Gianluca Civenni, Roberto Bosotti, Andrea Timpanaro, Ramiro Vàzquez, Jessica Merulla, Shusil Pandit, Simona Rossi, Domenico Albino, Sara Allegrini, Abhishek Mitra, Sarah N. Mapelli, Luca Vierling, Martina Giurdanella, Martina Marchetti, Alyssa Paganoni, Andrea Rinaldi, Marco Losa, Enrica Mira-Catò, Rocco D’Antuono, Diego Morone, Keyvan Rezai, Gioacchino D’Ambrosio, L’Houcine Ouafik, Sarah Mackenzie, Maria E. Riveiro, Esteban Cvitkovic, Giuseppina M. Carbone and Carlo V. Catapano

INTRODUCTION
  • Prostate cancer (PC) is the most common neoplasy in men and one of the main causes of cancer death in developed countries.
  • Cancer stem cells (CSCs) are a small subset of cancer cells with stem-cell like properties. They contribute to treatment failure and relapse. Understanding the mechanisms which regulate their self-renewal, differentiation and senescence could lead to new therapeutic strategies.

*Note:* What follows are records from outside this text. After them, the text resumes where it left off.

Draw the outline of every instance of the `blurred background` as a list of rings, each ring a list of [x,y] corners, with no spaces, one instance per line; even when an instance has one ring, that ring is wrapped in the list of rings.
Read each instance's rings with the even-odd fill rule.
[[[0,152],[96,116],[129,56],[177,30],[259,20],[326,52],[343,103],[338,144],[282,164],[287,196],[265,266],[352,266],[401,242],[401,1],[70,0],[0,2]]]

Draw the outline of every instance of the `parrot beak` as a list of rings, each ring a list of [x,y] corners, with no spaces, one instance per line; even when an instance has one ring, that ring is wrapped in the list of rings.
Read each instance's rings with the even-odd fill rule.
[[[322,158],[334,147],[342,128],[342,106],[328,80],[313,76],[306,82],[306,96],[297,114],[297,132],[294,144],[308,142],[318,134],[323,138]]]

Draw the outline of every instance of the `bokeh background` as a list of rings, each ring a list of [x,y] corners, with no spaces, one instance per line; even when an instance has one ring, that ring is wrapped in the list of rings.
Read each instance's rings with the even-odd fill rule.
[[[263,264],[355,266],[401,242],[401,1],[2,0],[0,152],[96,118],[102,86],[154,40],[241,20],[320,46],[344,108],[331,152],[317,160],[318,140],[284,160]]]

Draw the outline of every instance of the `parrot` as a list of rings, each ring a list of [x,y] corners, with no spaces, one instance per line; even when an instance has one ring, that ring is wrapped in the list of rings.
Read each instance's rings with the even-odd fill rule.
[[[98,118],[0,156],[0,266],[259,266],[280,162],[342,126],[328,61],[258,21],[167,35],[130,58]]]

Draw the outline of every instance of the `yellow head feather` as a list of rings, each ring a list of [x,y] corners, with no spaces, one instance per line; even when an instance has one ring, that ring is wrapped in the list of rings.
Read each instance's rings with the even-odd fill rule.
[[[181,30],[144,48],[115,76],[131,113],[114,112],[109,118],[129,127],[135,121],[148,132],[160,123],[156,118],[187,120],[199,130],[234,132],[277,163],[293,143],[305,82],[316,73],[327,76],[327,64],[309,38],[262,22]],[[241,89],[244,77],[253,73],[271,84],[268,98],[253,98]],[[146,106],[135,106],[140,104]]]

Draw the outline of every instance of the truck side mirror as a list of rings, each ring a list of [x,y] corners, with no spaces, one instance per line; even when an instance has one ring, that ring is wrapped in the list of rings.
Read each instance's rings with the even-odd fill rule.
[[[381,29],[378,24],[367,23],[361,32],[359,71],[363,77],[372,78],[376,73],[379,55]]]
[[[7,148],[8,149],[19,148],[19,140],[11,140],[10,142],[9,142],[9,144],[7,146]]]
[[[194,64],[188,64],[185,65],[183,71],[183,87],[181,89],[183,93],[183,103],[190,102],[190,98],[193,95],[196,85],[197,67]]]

  • Mitochondrial reprogramming has important functions in CSCs. Mitochondrial dynamics control  asymmetric cell division, self-renewal, and the fate of stem cells. Fission and clearance of dysfunctional mitochondria avoid senescence and prevent stem cell exhaustion.
MAIN FINDINGS OF THE PAPER
  • The authors uncover a novel link between the protein BRD4, mitochondrial dynamics and self-renewal of CSCs.
  • Genetic knockdown of BRD4 or chemical inhibitors blocked mitochondrial fission and caused CSC exhaustion and loss of tumorigenic properties. This is mediated through the  inhibition of  mitochondrial fission factor (Mff) caused by BRD4 knockdown.
  • Evidence for this is that suppression of Mff transcription reproduced the effects of BRD4 knockdown, whereas ectopic expression of Mff rescued CSCs from exhaustion. Therefore the authors conclude that targeting mitochondrial plasticity in CSCs is a promising avenue for new and more effective therapies.